At every turn she made, Eleanor found herself stared at; in the passageways no longer brightened by electricity, on the stairs, at the hotel entrance, there was always some individual or some group to pass with lowered eyes, not venturing even a single glance to judge them by, tightening her grip on Blair’s arm a little. Stares had once been pleasant things for her to face. She had dressed to meet them, but sometimes she had walked past them as though unconscious that they were being given her, and sometimes she had let it be seen that she knew, pleased nevertheless. They had been martial music to her, quickening the pulse of her vanity. Not these though. There was a world of difference in these. She did not have to be told by Blair to keep her eyes on the ground.
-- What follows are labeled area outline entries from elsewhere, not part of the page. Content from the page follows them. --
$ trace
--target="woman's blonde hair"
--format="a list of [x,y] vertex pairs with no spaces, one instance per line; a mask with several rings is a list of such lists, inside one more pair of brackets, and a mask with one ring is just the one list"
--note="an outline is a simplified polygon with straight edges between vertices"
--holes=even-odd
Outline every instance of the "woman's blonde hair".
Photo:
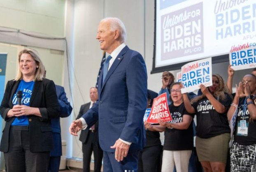
[[[24,53],[29,54],[34,60],[35,61],[35,63],[38,66],[38,68],[37,68],[35,70],[35,75],[34,75],[34,81],[42,81],[43,79],[45,68],[41,60],[39,53],[38,53],[38,52],[37,52],[37,50],[32,48],[26,49],[22,50],[19,54],[18,61],[19,63],[21,61],[21,55]],[[22,79],[23,79],[23,74],[22,74],[21,71],[19,68],[14,80],[18,81]]]
[[[219,83],[219,85],[218,88],[216,88],[216,90],[214,91],[213,94],[214,97],[215,98],[219,97],[220,100],[225,100],[227,98],[226,95],[225,95],[225,93],[226,93],[230,95],[230,97],[232,97],[232,96],[230,95],[230,94],[228,93],[228,88],[227,85],[225,83],[225,81],[223,80],[222,77],[221,77],[219,74],[213,74],[212,75],[212,76],[216,77],[218,79]],[[209,87],[207,88],[207,89],[209,89]],[[205,96],[205,95],[202,94],[202,95],[196,97],[195,98],[192,99],[191,102],[193,103],[194,102],[196,102],[199,100],[200,100],[203,98],[205,98],[206,97],[206,96]]]

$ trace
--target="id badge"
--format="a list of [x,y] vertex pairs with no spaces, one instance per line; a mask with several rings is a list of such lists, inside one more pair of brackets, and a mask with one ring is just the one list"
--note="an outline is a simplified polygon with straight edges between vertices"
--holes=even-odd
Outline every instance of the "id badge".
[[245,120],[238,121],[237,124],[237,136],[247,136],[248,135],[249,123]]

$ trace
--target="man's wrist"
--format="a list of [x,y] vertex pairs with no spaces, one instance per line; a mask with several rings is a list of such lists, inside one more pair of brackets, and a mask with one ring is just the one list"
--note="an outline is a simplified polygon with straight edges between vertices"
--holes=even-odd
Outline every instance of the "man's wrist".
[[80,118],[79,119],[82,123],[82,129],[85,129],[87,127],[87,124],[85,121],[85,120],[82,118]]
[[127,141],[124,141],[123,140],[121,139],[121,138],[119,138],[119,140],[121,140],[122,142],[123,142],[124,143],[125,143],[126,144],[127,144],[128,145],[131,145],[132,144],[131,142],[128,142]]

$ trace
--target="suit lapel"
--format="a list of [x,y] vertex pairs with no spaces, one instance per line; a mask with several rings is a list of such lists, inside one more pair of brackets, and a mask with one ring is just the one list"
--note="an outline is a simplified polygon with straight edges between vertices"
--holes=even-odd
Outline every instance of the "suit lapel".
[[14,81],[14,83],[13,86],[13,88],[12,89],[12,92],[11,93],[11,98],[10,99],[10,104],[11,104],[12,106],[13,106],[13,104],[12,104],[12,97],[13,97],[13,96],[16,93],[17,88],[18,88],[18,87],[19,85],[19,84],[21,82],[21,80],[19,80],[18,81]]
[[[114,61],[114,63],[111,66],[109,70],[107,73],[107,75],[106,76],[106,77],[105,78],[105,80],[104,80],[104,82],[102,83],[102,87],[101,87],[100,93],[102,91],[105,84],[106,84],[106,82],[107,81],[108,79],[111,76],[111,75],[113,73],[113,72],[116,70],[116,67],[118,66],[118,65],[120,63],[120,62],[123,59],[123,55],[124,54],[127,50],[129,49],[128,47],[126,45],[122,50],[121,52],[119,53],[115,61]],[[101,78],[101,82],[102,83],[102,78]]]
[[35,84],[34,84],[34,88],[33,88],[33,91],[32,91],[32,94],[31,95],[31,97],[30,99],[30,102],[29,103],[29,106],[31,106],[32,104],[32,102],[34,99],[35,99],[35,96],[36,95],[38,91],[38,89],[39,89],[40,86],[42,83],[42,81],[35,81]]

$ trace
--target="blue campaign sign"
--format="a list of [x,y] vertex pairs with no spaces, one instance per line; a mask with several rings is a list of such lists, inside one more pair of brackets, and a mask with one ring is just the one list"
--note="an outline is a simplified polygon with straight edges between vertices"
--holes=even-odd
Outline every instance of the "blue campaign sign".
[[[2,102],[5,92],[7,61],[7,54],[0,53],[0,104]],[[2,118],[0,118],[0,129],[2,129]],[[0,133],[0,137],[1,134],[2,132]]]
[[149,108],[146,109],[145,114],[144,115],[144,117],[143,118],[143,121],[146,121],[147,120],[148,118],[149,117],[149,113],[150,113],[151,111],[151,108]]

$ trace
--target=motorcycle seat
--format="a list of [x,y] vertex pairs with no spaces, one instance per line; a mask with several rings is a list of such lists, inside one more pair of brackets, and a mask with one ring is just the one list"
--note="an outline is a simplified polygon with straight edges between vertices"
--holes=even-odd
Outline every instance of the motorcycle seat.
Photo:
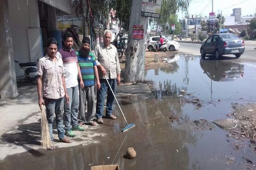
[[36,62],[29,62],[24,63],[20,63],[19,65],[20,67],[33,67],[36,66]]

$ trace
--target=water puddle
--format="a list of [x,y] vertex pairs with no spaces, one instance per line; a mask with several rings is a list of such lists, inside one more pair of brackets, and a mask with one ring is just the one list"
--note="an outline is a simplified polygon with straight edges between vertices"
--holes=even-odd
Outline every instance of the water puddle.
[[[232,103],[255,102],[256,64],[182,54],[164,60],[172,66],[145,73],[154,84],[119,88],[117,98],[135,128],[121,132],[126,125],[115,104],[118,119],[104,119],[103,125],[81,132],[105,134],[91,138],[96,143],[67,144],[39,150],[43,154],[37,156],[27,152],[10,155],[0,162],[0,169],[88,170],[113,164],[128,170],[254,169],[256,156],[248,140],[236,149],[236,139],[212,121],[226,118]],[[144,89],[148,91],[140,91]],[[136,151],[135,159],[124,157],[129,147]]]

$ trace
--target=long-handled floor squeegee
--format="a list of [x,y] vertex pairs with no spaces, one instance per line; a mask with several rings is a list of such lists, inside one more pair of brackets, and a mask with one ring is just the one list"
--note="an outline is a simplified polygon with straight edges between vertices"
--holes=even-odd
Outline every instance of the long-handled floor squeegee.
[[106,77],[106,76],[104,75],[104,76],[105,76],[105,79],[106,79],[106,80],[107,81],[107,82],[108,83],[108,86],[109,87],[109,88],[110,88],[110,90],[111,90],[111,91],[112,91],[112,94],[113,94],[113,96],[114,96],[114,97],[115,97],[116,101],[116,103],[117,103],[117,105],[118,105],[118,107],[119,107],[120,110],[121,110],[121,112],[122,113],[122,114],[123,115],[123,116],[124,116],[124,118],[125,119],[125,122],[126,122],[126,124],[127,124],[127,126],[125,126],[122,130],[122,132],[124,132],[125,131],[127,131],[129,129],[131,129],[131,128],[132,128],[134,127],[134,126],[135,126],[135,124],[134,123],[131,123],[131,124],[128,124],[128,123],[127,123],[127,121],[126,120],[126,119],[125,119],[125,115],[124,114],[124,113],[123,113],[122,111],[122,109],[121,109],[121,107],[120,107],[120,105],[119,105],[119,103],[118,103],[118,102],[117,102],[117,99],[116,99],[116,96],[115,96],[114,92],[112,90],[112,88],[111,88],[111,86],[110,86],[110,85],[109,84],[109,82],[108,82],[108,79],[107,79],[107,77]]

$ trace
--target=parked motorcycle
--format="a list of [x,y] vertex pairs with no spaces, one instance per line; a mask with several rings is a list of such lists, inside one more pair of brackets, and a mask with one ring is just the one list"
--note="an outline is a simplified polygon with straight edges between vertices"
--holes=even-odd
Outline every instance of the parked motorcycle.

It was as though she had kept a store of just such knowledge hidden within her all her life, to be revealed and made use of at the opportune moment. As a woman she could feel the altered nuance in these glances. As an ordinary human being she could detect the hostility, the mockery and menace, as in passing a cage of tigers or savage apes with the bars let down. These were not men and women interested in the cut of her dress or in signaling a frivolous message to her eyes. This was a species altogether different. At times she would have liked to run amuck among them with a riding-whip, so that they would never dare look twice at her again. Each evening he and she walked with quickened steps, looking neither to the left nor right of them, to the dining room and found comparative shelter awhile. And leaving it, they walked again with quickened steps, until they had reached their room and closed the door behind them. So far so good. Another day's safety scored.
One morning Eleanor said she must have exercise. “Or I shall die. I’ll play a little tennis with the proprietor’s wife. She’s fat and wants to reduce. They never go near the court. It’s in the rear, you know.”